Department of Treasury Issues Final Rule Increasing Transparency to Law Enforcement
This week the U.S. Treasury Department’s Financial Crimes Enforcement Network (FinCEN) detailed new rules for small businesses and startups requiring it reports ownership in a move that will allow law enforcement and government agencies access to that data/information in an effort to crack down on money laundering and corruption. Under the new rules, companies will be required to report to the U.S. Treasury Department the names of their “beneficial owners” defined as those who have an ownership interest of 25% or more in a business, a majority of voting ownership, or someone who exerts “substantial control” over the entity. Those who do not adhere to the new rules are subject to penalties of $500 per day up to a maximum of $10,000, and possible criminal penalties. However, they stress that enforcement will be focused on “willful violations,” as opposed to unintended filing errors and those who make efforts to comply.

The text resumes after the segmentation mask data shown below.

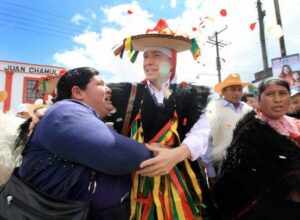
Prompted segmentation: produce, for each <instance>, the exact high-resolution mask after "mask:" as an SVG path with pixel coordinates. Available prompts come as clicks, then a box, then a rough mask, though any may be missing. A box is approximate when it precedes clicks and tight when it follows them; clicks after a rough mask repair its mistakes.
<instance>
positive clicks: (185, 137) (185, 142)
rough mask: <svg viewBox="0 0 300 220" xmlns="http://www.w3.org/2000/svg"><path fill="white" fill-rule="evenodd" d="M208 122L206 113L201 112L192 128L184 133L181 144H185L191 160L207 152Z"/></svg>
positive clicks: (209, 128) (208, 126)
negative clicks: (198, 117) (184, 134)
mask: <svg viewBox="0 0 300 220" xmlns="http://www.w3.org/2000/svg"><path fill="white" fill-rule="evenodd" d="M210 130H211V129H210V124H209V121H208V118H207V116H206V114H205V113H204V114H202V115H201V116H200V118H199V119H198V121H197V122H196V123H195V124H194V126H193V127H192V129H191V130H190V131H189V132H188V133H187V134H186V137H185V139H184V140H183V142H182V143H183V144H186V145H187V146H188V148H189V150H190V152H191V160H197V159H198V158H199V157H201V158H203V156H204V155H205V154H206V153H207V149H208V139H209V134H210Z"/></svg>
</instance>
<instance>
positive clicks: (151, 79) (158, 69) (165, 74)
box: [144, 50, 171, 83]
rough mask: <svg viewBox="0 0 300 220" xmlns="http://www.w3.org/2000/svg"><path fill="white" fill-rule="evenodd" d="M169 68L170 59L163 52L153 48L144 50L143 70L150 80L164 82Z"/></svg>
mask: <svg viewBox="0 0 300 220" xmlns="http://www.w3.org/2000/svg"><path fill="white" fill-rule="evenodd" d="M170 69H171V61H170V58H169V57H168V56H166V55H165V54H163V53H161V52H160V51H155V50H148V51H145V52H144V72H145V75H146V78H147V80H149V81H150V82H152V83H156V82H159V81H161V82H165V81H166V80H167V79H168V78H169V75H170Z"/></svg>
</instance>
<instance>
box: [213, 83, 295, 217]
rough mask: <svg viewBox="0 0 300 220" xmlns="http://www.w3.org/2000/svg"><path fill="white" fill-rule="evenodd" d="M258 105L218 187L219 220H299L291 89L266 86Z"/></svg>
mask: <svg viewBox="0 0 300 220" xmlns="http://www.w3.org/2000/svg"><path fill="white" fill-rule="evenodd" d="M258 102H259V107H258V111H257V112H254V111H253V112H250V113H248V114H247V115H245V117H244V118H243V119H242V120H241V121H240V122H239V124H238V125H237V127H236V129H235V131H234V137H233V141H232V142H231V145H230V147H229V148H228V151H227V157H226V160H225V161H224V163H223V166H222V169H221V174H220V177H219V179H218V181H217V182H216V184H215V187H214V195H215V198H216V201H217V205H218V207H219V209H220V213H221V219H295V220H296V219H300V212H299V210H300V148H299V134H300V132H299V128H298V126H297V123H296V122H297V121H296V119H294V118H291V117H288V116H285V114H286V112H287V111H288V109H289V105H290V88H289V85H288V83H287V82H286V81H284V80H282V79H271V80H267V81H264V82H262V83H261V84H260V85H259V87H258Z"/></svg>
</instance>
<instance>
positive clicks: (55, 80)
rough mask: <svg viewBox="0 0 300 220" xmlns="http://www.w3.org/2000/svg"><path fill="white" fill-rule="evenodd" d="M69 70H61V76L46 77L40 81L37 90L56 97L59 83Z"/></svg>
mask: <svg viewBox="0 0 300 220" xmlns="http://www.w3.org/2000/svg"><path fill="white" fill-rule="evenodd" d="M67 71H68V70H66V69H63V70H60V72H59V75H45V76H42V77H41V78H40V79H39V82H38V85H37V90H38V91H42V92H43V93H45V94H47V95H52V96H54V94H55V89H56V86H57V83H58V81H59V79H60V77H62V76H63V75H64V74H65V73H66V72H67Z"/></svg>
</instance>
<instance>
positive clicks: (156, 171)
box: [137, 143, 190, 177]
mask: <svg viewBox="0 0 300 220" xmlns="http://www.w3.org/2000/svg"><path fill="white" fill-rule="evenodd" d="M146 147H147V148H148V150H150V151H152V152H154V155H156V156H155V157H154V158H151V159H148V160H145V161H143V162H142V163H141V165H140V168H141V169H140V170H138V171H137V174H140V175H142V176H149V177H153V176H161V175H166V174H168V173H169V172H170V171H171V170H172V169H173V167H174V166H176V164H177V163H179V162H181V161H183V160H184V159H186V158H188V157H190V150H189V149H188V147H187V146H186V145H185V144H182V145H180V146H179V147H175V148H167V147H160V146H157V143H156V145H153V144H151V145H148V144H146Z"/></svg>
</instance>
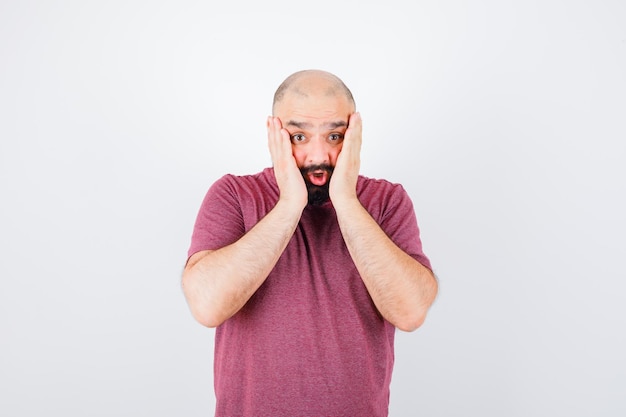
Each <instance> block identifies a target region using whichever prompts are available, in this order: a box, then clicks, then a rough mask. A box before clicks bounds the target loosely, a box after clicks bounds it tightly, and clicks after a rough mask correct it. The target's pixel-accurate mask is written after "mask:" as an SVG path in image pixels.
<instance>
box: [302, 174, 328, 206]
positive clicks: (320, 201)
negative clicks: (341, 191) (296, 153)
mask: <svg viewBox="0 0 626 417" xmlns="http://www.w3.org/2000/svg"><path fill="white" fill-rule="evenodd" d="M333 170H334V167H332V166H331V165H328V164H320V165H309V166H306V167H302V168H300V172H301V173H302V178H304V183H305V184H306V189H307V191H308V193H309V205H312V206H321V205H322V204H324V203H325V202H327V201H328V199H329V198H330V194H329V193H328V187H329V185H330V178H331V177H332V175H333ZM315 171H326V173H327V174H328V179H327V180H326V182H325V183H324V184H323V185H316V184H313V183H311V181H310V180H309V174H312V173H313V172H315Z"/></svg>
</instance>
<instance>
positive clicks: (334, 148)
mask: <svg viewBox="0 0 626 417" xmlns="http://www.w3.org/2000/svg"><path fill="white" fill-rule="evenodd" d="M341 148H342V146H341V145H339V146H336V147H334V148H333V149H332V150H331V151H330V155H329V156H330V164H331V165H332V166H335V165H336V164H337V157H338V156H339V153H340V152H341Z"/></svg>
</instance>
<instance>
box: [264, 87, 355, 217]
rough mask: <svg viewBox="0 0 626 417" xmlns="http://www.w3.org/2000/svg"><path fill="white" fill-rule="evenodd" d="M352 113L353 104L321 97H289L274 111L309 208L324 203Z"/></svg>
mask: <svg viewBox="0 0 626 417" xmlns="http://www.w3.org/2000/svg"><path fill="white" fill-rule="evenodd" d="M353 112H354V106H353V104H352V103H351V102H350V101H349V100H348V98H347V97H345V96H344V95H342V94H338V95H325V94H323V93H320V94H308V95H303V94H298V93H290V94H287V95H286V96H285V97H284V98H283V100H282V101H281V102H280V103H278V105H277V106H276V108H275V115H276V116H277V117H278V118H280V120H281V122H282V124H283V127H284V128H285V129H287V131H288V132H289V136H290V138H291V148H292V151H293V156H294V158H295V159H296V164H297V165H298V168H300V171H301V172H302V176H303V177H304V181H305V183H306V185H307V189H308V191H309V203H310V204H314V205H319V204H322V203H324V202H325V201H327V200H328V185H329V182H330V177H331V175H332V171H333V169H334V167H335V164H336V163H337V156H338V155H339V153H340V152H341V148H342V146H343V138H344V134H345V132H346V129H347V128H348V119H349V118H350V115H351V114H352V113H353Z"/></svg>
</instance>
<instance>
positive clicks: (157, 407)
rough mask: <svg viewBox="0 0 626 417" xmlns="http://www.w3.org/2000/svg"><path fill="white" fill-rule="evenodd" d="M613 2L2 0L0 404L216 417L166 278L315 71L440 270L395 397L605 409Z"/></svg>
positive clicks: (618, 170) (175, 300)
mask: <svg viewBox="0 0 626 417" xmlns="http://www.w3.org/2000/svg"><path fill="white" fill-rule="evenodd" d="M625 21H626V6H625V5H624V3H623V2H619V1H595V2H592V1H575V2H562V1H555V0H549V1H542V2H539V1H525V2H506V4H505V2H497V1H486V0H483V1H476V2H471V3H470V2H462V1H418V2H409V1H405V2H401V1H395V0H391V1H387V2H385V4H384V6H383V5H382V3H380V2H367V1H366V2H356V1H353V2H348V1H346V2H326V1H321V2H315V3H306V4H304V3H303V4H299V3H298V2H287V1H283V2H280V1H272V0H270V1H267V2H252V1H250V2H247V3H243V4H240V3H235V2H233V3H231V4H230V5H224V4H220V5H219V6H218V5H214V4H213V3H211V2H200V1H176V2H173V1H152V2H149V1H124V2H121V1H111V2H79V1H73V2H72V1H58V2H44V1H37V0H33V1H20V2H18V1H12V2H11V1H5V2H2V4H0V56H1V57H2V58H1V60H2V65H0V91H1V93H0V195H1V196H2V197H1V198H2V204H1V205H0V230H1V232H0V248H1V250H2V260H1V262H0V334H1V335H2V336H1V337H2V342H1V343H0V370H1V371H0V391H1V392H2V393H3V394H2V396H1V397H0V414H2V415H11V416H30V415H43V414H46V415H55V414H57V413H59V414H60V413H63V415H67V416H83V415H91V416H109V415H116V416H137V415H155V416H157V415H158V416H172V415H186V416H200V415H211V414H212V410H213V404H214V398H213V393H212V376H211V373H212V346H213V345H212V343H213V332H212V331H211V330H208V329H205V328H203V327H201V326H200V325H199V324H196V323H195V322H194V321H193V319H192V317H191V315H190V313H189V311H188V309H187V306H186V304H185V301H184V298H183V295H182V292H181V290H180V283H179V280H180V273H181V270H182V267H183V264H184V261H185V257H186V250H187V246H188V244H189V238H190V233H191V228H192V225H193V221H194V219H195V215H196V212H197V210H198V207H199V204H200V202H201V200H202V197H203V196H204V193H205V192H206V189H207V188H208V187H209V185H210V184H211V183H212V182H213V181H214V180H216V179H217V178H219V177H220V176H221V175H223V174H225V173H227V172H231V173H249V172H256V171H258V170H260V169H262V168H263V167H265V166H268V165H269V164H270V159H269V154H268V152H267V150H266V144H265V140H266V135H265V127H264V124H265V117H266V116H267V115H268V114H269V112H270V104H271V103H270V102H271V96H272V94H273V92H274V89H275V88H276V87H277V85H278V84H279V83H280V82H281V81H282V80H283V79H284V78H285V77H286V76H287V75H289V74H290V73H292V72H294V71H296V70H299V69H303V68H322V69H326V70H329V71H331V72H334V73H336V74H337V75H339V76H340V77H342V78H343V79H344V81H345V82H346V83H347V84H348V85H349V86H350V87H351V89H352V90H353V93H354V94H355V97H356V99H357V105H358V108H359V110H360V111H361V113H362V116H363V120H364V143H363V154H362V158H363V162H362V172H363V174H365V175H368V176H371V177H385V178H388V179H390V180H393V181H397V182H401V183H403V184H404V185H405V187H406V189H407V190H408V192H409V193H410V195H411V197H412V198H413V200H414V203H415V207H416V211H417V214H418V220H419V222H420V227H421V229H422V239H423V242H424V248H425V250H426V252H427V254H428V255H429V256H430V257H431V260H432V262H433V265H434V266H435V272H436V273H437V274H438V276H439V279H440V283H441V291H440V295H439V298H438V300H437V301H436V303H435V305H434V306H433V308H432V310H431V313H430V316H429V317H428V319H427V321H426V323H425V324H424V326H423V327H422V328H420V329H419V330H418V331H417V332H414V333H410V334H406V333H400V332H399V333H398V336H397V343H396V345H397V356H396V369H395V373H394V379H393V383H392V398H391V410H390V411H391V415H393V416H416V415H423V416H431V417H434V416H473V415H480V416H503V415H506V416H554V415H569V416H589V415H594V416H617V415H624V413H626V400H624V395H623V393H624V391H625V390H626V365H625V361H624V356H623V352H624V351H626V340H625V339H626V335H625V333H624V330H623V329H624V328H625V327H626V308H625V307H624V304H623V293H624V290H626V284H624V281H625V278H626V268H625V267H624V264H623V260H622V259H621V255H622V252H623V250H624V243H623V236H624V234H625V232H626V230H625V229H626V228H625V222H624V216H623V213H624V212H626V207H625V206H626V204H625V203H624V195H625V192H624V191H625V187H624V178H625V177H626V172H625V171H626V169H625V168H624V160H625V158H626V145H625V142H626V123H625V115H626V98H625V97H626V75H625V74H626V26H625V25H624V22H625Z"/></svg>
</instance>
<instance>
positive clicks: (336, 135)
mask: <svg viewBox="0 0 626 417" xmlns="http://www.w3.org/2000/svg"><path fill="white" fill-rule="evenodd" d="M328 140H329V141H330V142H341V141H342V140H343V135H342V134H341V133H331V134H330V135H329V136H328Z"/></svg>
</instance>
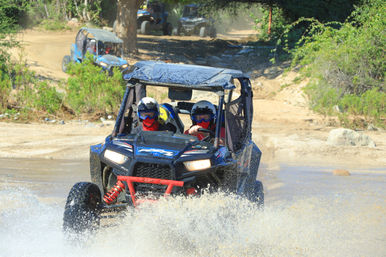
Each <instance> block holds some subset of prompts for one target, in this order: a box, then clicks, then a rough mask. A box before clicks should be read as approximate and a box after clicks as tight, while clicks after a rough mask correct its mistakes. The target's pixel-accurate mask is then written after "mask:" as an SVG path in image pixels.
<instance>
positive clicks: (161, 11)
mask: <svg viewBox="0 0 386 257" xmlns="http://www.w3.org/2000/svg"><path fill="white" fill-rule="evenodd" d="M168 16H169V14H168V12H167V11H166V10H165V4H163V3H160V2H158V1H151V2H150V1H147V3H146V5H145V6H143V7H142V8H140V9H139V10H138V12H137V29H138V31H139V33H141V34H144V35H147V34H150V32H151V31H154V30H156V31H157V30H158V31H162V33H163V34H164V35H171V34H172V30H173V26H172V24H170V23H169V22H167V19H168Z"/></svg>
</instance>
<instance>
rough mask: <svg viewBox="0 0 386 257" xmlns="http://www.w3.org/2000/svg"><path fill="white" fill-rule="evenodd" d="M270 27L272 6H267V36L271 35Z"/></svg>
mask: <svg viewBox="0 0 386 257" xmlns="http://www.w3.org/2000/svg"><path fill="white" fill-rule="evenodd" d="M271 26H272V5H271V6H269V18H268V35H271Z"/></svg>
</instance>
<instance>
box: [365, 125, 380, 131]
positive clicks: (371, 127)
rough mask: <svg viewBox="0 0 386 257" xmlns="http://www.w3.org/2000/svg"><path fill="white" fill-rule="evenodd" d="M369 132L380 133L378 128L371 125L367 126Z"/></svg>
mask: <svg viewBox="0 0 386 257" xmlns="http://www.w3.org/2000/svg"><path fill="white" fill-rule="evenodd" d="M367 130H370V131H378V128H376V127H374V125H373V124H369V125H368V126H367Z"/></svg>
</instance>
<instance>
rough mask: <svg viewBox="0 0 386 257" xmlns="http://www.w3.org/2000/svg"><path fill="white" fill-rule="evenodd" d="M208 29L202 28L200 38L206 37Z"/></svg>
mask: <svg viewBox="0 0 386 257" xmlns="http://www.w3.org/2000/svg"><path fill="white" fill-rule="evenodd" d="M206 33H207V29H206V28H205V27H201V28H200V37H206Z"/></svg>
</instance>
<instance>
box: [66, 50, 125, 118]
mask: <svg viewBox="0 0 386 257" xmlns="http://www.w3.org/2000/svg"><path fill="white" fill-rule="evenodd" d="M68 73H69V74H70V75H71V77H70V78H69V79H68V81H67V84H68V85H67V88H66V93H67V97H66V103H68V105H69V106H70V107H71V108H72V109H73V110H74V111H75V113H77V114H81V113H88V114H91V113H99V114H109V113H116V112H117V111H118V109H119V105H120V102H121V99H122V96H123V93H124V85H125V84H124V81H123V79H122V74H121V72H120V71H119V70H118V69H117V70H114V75H113V76H108V74H107V72H105V71H102V69H101V68H100V67H98V66H96V65H94V64H93V57H92V56H89V55H88V56H87V58H86V60H84V62H83V63H82V64H70V65H69V66H68Z"/></svg>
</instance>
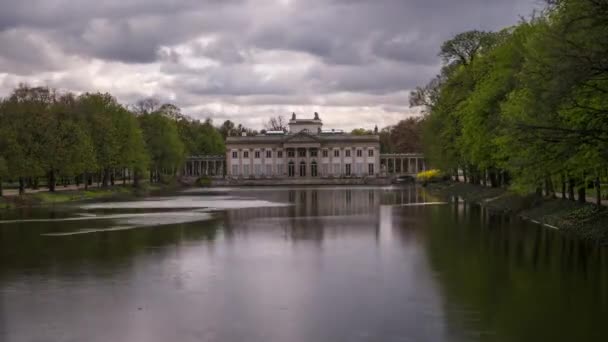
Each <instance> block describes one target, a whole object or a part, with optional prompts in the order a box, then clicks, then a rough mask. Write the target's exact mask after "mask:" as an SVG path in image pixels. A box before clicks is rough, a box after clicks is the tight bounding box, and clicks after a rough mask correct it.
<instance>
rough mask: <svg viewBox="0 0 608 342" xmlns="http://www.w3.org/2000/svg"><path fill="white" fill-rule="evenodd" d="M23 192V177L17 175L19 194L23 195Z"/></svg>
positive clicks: (23, 188)
mask: <svg viewBox="0 0 608 342" xmlns="http://www.w3.org/2000/svg"><path fill="white" fill-rule="evenodd" d="M24 193H25V182H24V181H23V177H19V195H23V194H24Z"/></svg>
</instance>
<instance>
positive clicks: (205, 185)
mask: <svg viewBox="0 0 608 342" xmlns="http://www.w3.org/2000/svg"><path fill="white" fill-rule="evenodd" d="M196 186H199V187H208V186H211V178H209V177H200V178H199V179H197V180H196Z"/></svg>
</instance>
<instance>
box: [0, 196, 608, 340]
mask: <svg viewBox="0 0 608 342" xmlns="http://www.w3.org/2000/svg"><path fill="white" fill-rule="evenodd" d="M424 202H440V199H437V198H433V197H432V196H430V195H427V194H425V193H424V192H423V191H422V190H421V189H415V188H384V189H383V188H350V189H348V188H339V189H338V188H333V189H332V188H318V189H312V188H304V189H287V188H285V189H280V188H275V189H248V190H247V189H242V190H238V189H233V190H229V191H225V192H222V193H201V192H188V193H182V194H179V195H177V196H171V197H167V198H158V199H153V200H148V201H140V202H127V203H102V204H100V205H91V206H88V207H86V208H77V207H67V208H57V209H56V210H54V211H44V210H39V211H30V212H7V213H4V214H3V217H2V219H3V220H4V221H3V222H2V223H0V341H3V342H14V341H20V342H21V341H28V342H29V341H32V342H34V341H36V342H38V341H100V342H101V341H104V342H105V341H150V342H156V341H159V342H160V341H260V342H262V341H263V342H267V341H302V342H304V341H328V342H330V341H331V342H335V341H421V342H424V341H535V342H536V341H569V342H570V341H608V251H607V250H606V249H602V248H599V247H595V246H592V245H588V244H584V243H581V242H579V241H577V240H575V239H572V238H569V237H566V236H563V235H561V234H559V233H558V232H556V231H554V230H550V229H544V228H539V227H537V226H535V225H533V224H529V223H526V222H522V221H520V220H517V219H513V218H508V217H501V216H493V215H490V214H489V213H487V212H485V211H482V210H480V209H479V208H476V207H469V206H466V205H465V204H463V203H460V204H458V203H449V204H439V203H436V204H430V205H424V206H423V205H408V204H416V203H424ZM210 206H211V207H214V208H216V209H215V210H212V211H210V210H208V209H204V208H206V207H210ZM23 219H29V220H30V221H23ZM49 219H51V220H49Z"/></svg>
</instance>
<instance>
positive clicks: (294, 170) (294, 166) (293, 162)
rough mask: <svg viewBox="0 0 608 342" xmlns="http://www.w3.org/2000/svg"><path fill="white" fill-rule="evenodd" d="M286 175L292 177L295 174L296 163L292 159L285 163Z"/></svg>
mask: <svg viewBox="0 0 608 342" xmlns="http://www.w3.org/2000/svg"><path fill="white" fill-rule="evenodd" d="M287 175H288V176H289V177H294V176H295V175H296V165H295V164H294V162H292V161H291V162H289V164H287Z"/></svg>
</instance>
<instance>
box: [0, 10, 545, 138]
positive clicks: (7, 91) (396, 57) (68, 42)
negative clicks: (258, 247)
mask: <svg viewBox="0 0 608 342" xmlns="http://www.w3.org/2000/svg"><path fill="white" fill-rule="evenodd" d="M539 6H541V3H540V0H0V96H6V95H8V94H9V93H10V91H11V90H12V89H13V88H14V87H15V86H16V85H18V84H19V83H21V82H26V83H28V84H30V85H48V86H51V87H55V88H58V89H61V90H71V91H76V92H84V91H102V92H110V93H112V94H113V95H115V96H116V97H117V98H118V99H119V100H120V101H121V102H123V103H125V104H132V103H134V102H135V101H137V100H138V99H140V98H143V97H150V96H152V97H157V98H159V99H161V100H162V101H167V102H172V103H174V104H176V105H178V106H180V107H181V108H182V110H183V112H184V113H185V114H188V115H190V116H192V117H196V118H201V119H204V118H207V117H210V118H212V119H213V120H214V122H215V123H217V124H219V123H221V122H222V121H223V120H225V119H231V120H233V121H235V122H237V123H243V124H245V125H246V126H249V127H254V128H261V127H262V125H263V122H264V121H266V120H267V118H268V117H270V116H277V115H283V116H289V113H291V112H294V111H295V112H296V113H298V114H299V115H300V117H312V115H313V114H312V113H313V112H315V111H317V112H319V113H320V114H321V118H322V119H323V120H324V123H325V124H326V126H329V127H335V128H345V129H351V128H354V127H368V128H371V127H373V126H374V125H375V124H378V126H380V127H383V126H385V125H389V124H393V123H395V122H397V121H399V120H400V119H403V118H405V117H407V116H408V115H412V113H413V111H412V110H411V109H410V108H408V93H409V91H410V90H411V89H412V88H413V87H415V86H416V85H422V84H424V83H426V81H427V80H429V79H430V78H431V77H432V76H433V75H435V74H436V73H437V72H438V70H439V64H440V60H439V59H438V57H437V52H438V49H439V46H440V44H441V42H443V41H444V40H446V39H448V38H450V37H451V36H453V35H454V34H456V33H459V32H462V31H465V30H470V29H482V30H496V29H500V28H502V27H505V26H509V25H512V24H515V23H517V21H518V20H519V19H520V17H522V16H524V17H526V16H528V15H529V14H530V13H531V12H532V10H533V9H534V8H538V7H539Z"/></svg>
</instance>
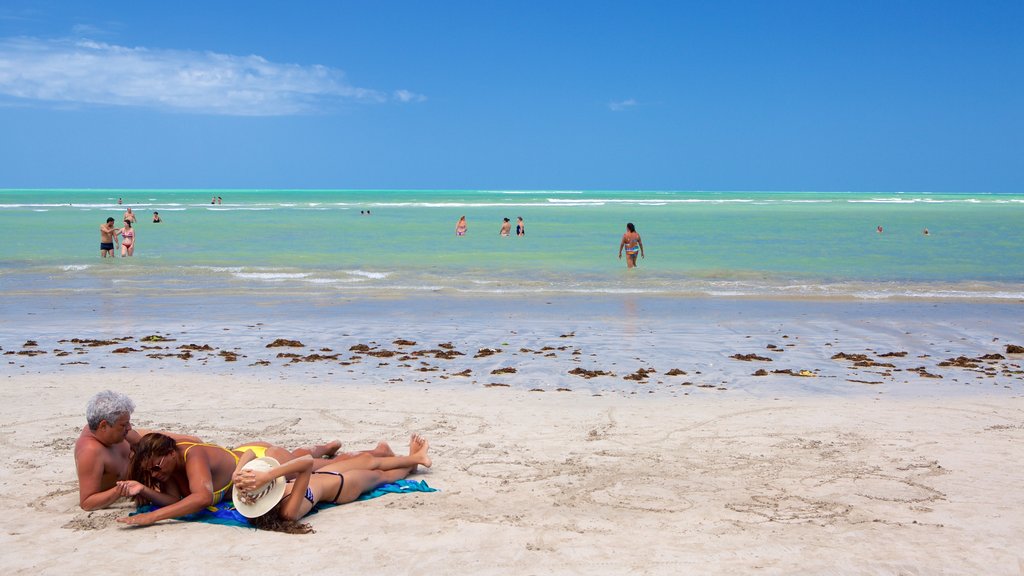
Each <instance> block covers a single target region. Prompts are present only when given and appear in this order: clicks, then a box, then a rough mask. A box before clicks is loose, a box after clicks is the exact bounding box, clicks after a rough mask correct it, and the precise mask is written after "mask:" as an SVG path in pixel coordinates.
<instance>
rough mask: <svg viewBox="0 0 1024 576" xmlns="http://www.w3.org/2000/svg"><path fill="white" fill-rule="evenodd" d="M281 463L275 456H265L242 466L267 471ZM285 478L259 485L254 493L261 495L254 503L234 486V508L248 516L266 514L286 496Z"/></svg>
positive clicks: (231, 496) (276, 478) (280, 464)
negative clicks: (251, 502)
mask: <svg viewBox="0 0 1024 576" xmlns="http://www.w3.org/2000/svg"><path fill="white" fill-rule="evenodd" d="M280 465H281V464H280V462H278V460H275V459H274V458H271V457H269V456H263V457H262V458H256V459H255V460H253V461H251V462H249V463H247V464H246V465H245V466H242V469H254V470H257V471H267V470H269V469H271V468H274V467H276V466H280ZM285 484H286V482H285V479H284V478H281V477H279V478H275V479H273V480H272V481H271V482H269V483H267V484H264V485H263V486H259V487H257V488H256V490H254V491H253V493H256V494H259V497H258V498H257V499H256V500H255V501H254V502H252V503H247V502H246V501H245V496H246V494H245V493H244V492H243V491H241V490H239V487H238V486H232V487H231V500H232V501H233V503H234V509H237V510H239V513H241V515H242V516H244V517H246V518H257V517H261V516H263V515H265V513H266V512H268V511H270V508H272V507H274V506H275V505H278V502H280V501H281V499H282V498H284V497H285Z"/></svg>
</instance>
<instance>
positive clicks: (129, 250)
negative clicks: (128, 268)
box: [99, 199, 163, 258]
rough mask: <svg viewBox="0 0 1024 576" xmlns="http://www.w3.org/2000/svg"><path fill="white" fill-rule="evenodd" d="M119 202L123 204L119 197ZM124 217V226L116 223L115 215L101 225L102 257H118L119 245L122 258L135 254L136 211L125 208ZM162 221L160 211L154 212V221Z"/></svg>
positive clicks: (99, 255) (153, 219)
mask: <svg viewBox="0 0 1024 576" xmlns="http://www.w3.org/2000/svg"><path fill="white" fill-rule="evenodd" d="M118 204H121V199H118ZM122 219H123V221H124V225H123V227H122V228H116V227H115V225H114V221H115V220H114V218H113V217H110V218H106V221H105V222H103V223H102V224H100V225H99V256H100V257H102V258H105V257H106V256H110V257H112V258H114V257H116V254H115V252H116V251H117V247H120V249H121V257H122V258H125V257H129V256H134V255H135V212H132V211H131V208H127V209H125V213H124V216H122ZM162 221H163V220H162V219H161V218H160V212H154V213H153V223H160V222H162Z"/></svg>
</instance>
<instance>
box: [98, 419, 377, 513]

United States Treasury Sanctions Crypto Firm For Money Laundering
Last month, the U.S. Department of the Treasury’s Office of Foreign Assets Control (“OFAC”) sanctioned a cryptocurrency mixing service, Sinbad.io, for “serving as a key money-laundering tool of the OFAC-designated Lazarus Group, a state-sponsored cyber hacking of the Democratic People’s Republic of Korea (“DPRK”).” The United States government has sought out cryptocurrency firms that “mix” the assets of various users in an attempt to hide the illicit origins of certain cryptocurrencies, which is necessary because most blockchain currencies such as Bitcoin and Ethereum are public, transparent, and their records permanent. The United States government, with their new rules and actions, have shown a willingness to prosecute those who attempt to hide behind sophisticated financial tools and attempts at secrecy and are pushing to adapt with the current technological landscape.